What is it about attending Yale that makes people feel compelled to write entire memoirs explaining how they got there and what happened when they arrived? The Tender Bar, adapted from a memoir by J.R. Moehringer, is a somewhat less insufferable origin story than Hillbilly Elegy, but it’s scarcely more urgent—at least not in its big-screen telling. Holding most of its characters at a solipsistic remove, this is an extended personal essay in search of an application.
The applicant is the movie’s J.R., who takes on those initials to avoid the moniker “Junior,” and is supposedly in a constant search for his deadbeat father, Johnny (Max Martini). Johnny left J.R.’s mother (Lily Rabe) early, and as a professional disc jockey in confusingly high demand, he remains forever a “voice on the radio” for his mostly abandoned son. When J.R. is a boy, played by Daniel Ranieri, his weary but caring mom totes him back to her family home on Long Island, where his cantankerous grandfather (Christopher Lloyd) presides over a revolving cast of boisterous relatives.
This group includes J.R.’s Uncle Charlie (Ben Affleck), a local bartender and imparter of wisdom about the “male sciences.” Both a reader and a heavy drinker, Charlie offers advice both sensible (“don’t look for your father to save you”) and prescriptive (“don’t play sports,” cutting to the core of J.R.’s limited athletic abilities), all of which the movie romanticizes. He also points his nephew in the direction of books, which inspire his passion for writing—we’re told, anyway, because The Tender Bar keeps any tricky details of the creative process confined to a haze of vague barroom philosophizing.
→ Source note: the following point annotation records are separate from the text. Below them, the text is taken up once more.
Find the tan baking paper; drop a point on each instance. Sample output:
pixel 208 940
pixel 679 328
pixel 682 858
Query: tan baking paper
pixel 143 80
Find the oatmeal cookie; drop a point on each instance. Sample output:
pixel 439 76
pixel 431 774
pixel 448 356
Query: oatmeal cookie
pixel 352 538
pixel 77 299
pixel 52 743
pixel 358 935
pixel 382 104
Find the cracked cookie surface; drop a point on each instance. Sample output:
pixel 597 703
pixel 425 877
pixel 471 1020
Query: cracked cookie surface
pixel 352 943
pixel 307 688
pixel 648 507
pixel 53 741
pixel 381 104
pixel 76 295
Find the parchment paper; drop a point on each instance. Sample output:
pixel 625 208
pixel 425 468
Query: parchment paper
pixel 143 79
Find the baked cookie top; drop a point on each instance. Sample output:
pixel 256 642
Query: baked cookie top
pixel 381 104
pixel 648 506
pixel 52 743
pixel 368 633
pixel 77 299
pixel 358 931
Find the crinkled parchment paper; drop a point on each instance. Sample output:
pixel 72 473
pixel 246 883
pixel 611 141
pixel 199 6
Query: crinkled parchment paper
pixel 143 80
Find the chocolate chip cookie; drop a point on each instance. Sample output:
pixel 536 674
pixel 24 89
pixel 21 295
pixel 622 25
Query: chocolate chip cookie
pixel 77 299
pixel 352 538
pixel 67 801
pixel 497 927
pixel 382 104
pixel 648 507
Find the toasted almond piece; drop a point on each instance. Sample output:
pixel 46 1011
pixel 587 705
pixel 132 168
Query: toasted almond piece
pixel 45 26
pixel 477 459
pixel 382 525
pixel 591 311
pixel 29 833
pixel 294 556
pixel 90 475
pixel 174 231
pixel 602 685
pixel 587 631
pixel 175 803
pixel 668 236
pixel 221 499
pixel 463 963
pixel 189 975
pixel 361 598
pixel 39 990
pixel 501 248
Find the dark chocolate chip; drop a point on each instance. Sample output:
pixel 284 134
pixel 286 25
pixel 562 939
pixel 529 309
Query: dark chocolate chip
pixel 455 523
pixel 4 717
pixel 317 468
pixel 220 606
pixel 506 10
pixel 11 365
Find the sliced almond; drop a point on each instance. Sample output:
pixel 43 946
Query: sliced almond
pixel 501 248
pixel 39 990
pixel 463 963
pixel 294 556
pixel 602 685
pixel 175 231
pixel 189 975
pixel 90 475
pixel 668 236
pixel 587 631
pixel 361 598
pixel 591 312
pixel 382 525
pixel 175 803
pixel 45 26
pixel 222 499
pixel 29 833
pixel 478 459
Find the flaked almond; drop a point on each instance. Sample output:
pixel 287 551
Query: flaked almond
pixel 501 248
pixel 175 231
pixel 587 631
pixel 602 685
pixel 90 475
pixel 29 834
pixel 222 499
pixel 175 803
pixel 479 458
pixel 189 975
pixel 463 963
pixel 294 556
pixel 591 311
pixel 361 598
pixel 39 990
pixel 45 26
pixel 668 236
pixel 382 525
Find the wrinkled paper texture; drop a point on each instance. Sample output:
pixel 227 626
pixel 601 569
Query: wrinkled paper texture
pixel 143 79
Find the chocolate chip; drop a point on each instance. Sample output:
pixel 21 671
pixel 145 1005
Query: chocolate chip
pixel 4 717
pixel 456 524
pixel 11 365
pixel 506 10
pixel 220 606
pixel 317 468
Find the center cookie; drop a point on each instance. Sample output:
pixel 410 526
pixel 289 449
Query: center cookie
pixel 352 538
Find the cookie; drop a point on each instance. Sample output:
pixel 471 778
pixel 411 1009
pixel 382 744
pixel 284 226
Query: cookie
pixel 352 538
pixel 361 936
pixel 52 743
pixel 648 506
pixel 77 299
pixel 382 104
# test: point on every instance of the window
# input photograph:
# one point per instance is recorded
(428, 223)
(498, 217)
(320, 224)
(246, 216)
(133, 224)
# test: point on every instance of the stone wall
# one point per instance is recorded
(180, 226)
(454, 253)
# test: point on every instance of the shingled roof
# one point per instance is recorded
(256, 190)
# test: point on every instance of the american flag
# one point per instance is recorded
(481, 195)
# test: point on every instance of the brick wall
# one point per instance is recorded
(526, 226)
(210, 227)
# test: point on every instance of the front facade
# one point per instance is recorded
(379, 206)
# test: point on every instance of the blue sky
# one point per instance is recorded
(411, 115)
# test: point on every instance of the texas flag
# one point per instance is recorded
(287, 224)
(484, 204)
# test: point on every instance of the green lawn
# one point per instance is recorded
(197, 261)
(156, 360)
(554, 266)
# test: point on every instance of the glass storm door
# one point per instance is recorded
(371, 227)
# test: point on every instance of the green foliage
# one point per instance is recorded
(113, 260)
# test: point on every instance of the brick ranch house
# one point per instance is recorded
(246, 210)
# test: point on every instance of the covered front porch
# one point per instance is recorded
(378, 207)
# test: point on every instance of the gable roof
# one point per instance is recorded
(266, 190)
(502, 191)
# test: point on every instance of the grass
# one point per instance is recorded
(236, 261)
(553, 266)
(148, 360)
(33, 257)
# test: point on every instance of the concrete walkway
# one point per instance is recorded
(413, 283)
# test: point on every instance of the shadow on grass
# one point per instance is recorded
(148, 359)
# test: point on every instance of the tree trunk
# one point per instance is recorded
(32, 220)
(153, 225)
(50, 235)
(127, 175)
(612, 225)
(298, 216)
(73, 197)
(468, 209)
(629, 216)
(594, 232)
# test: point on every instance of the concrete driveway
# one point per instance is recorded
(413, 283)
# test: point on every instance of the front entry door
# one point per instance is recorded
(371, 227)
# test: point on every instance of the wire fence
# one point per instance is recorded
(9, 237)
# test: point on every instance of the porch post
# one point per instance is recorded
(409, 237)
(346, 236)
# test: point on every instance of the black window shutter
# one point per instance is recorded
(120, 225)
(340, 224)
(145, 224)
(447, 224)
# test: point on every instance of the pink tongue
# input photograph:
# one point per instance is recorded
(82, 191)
In short, Uncle Charlie is the father that J.R. never had—so kind, warm, and aware of the story’s themes that he undermines the father-son estrangement that’s supposed to provide the movie’s dramatic backbone. Having established almost immediately that J.R.’s biological father is worthless and Uncle Charlie will step into that role, The Tender Bar dithers around as a kid grows into a mildly angsty young man (Tye Sheridan) who receives a coveted Yale scholarship. Escaping his roots, he then spends most of his undergraduate years pining after rich girl Sidney (Briana Middleton). Finally, a riveting peek into a young man’s crush on an aloof and emotionally unavailable woman!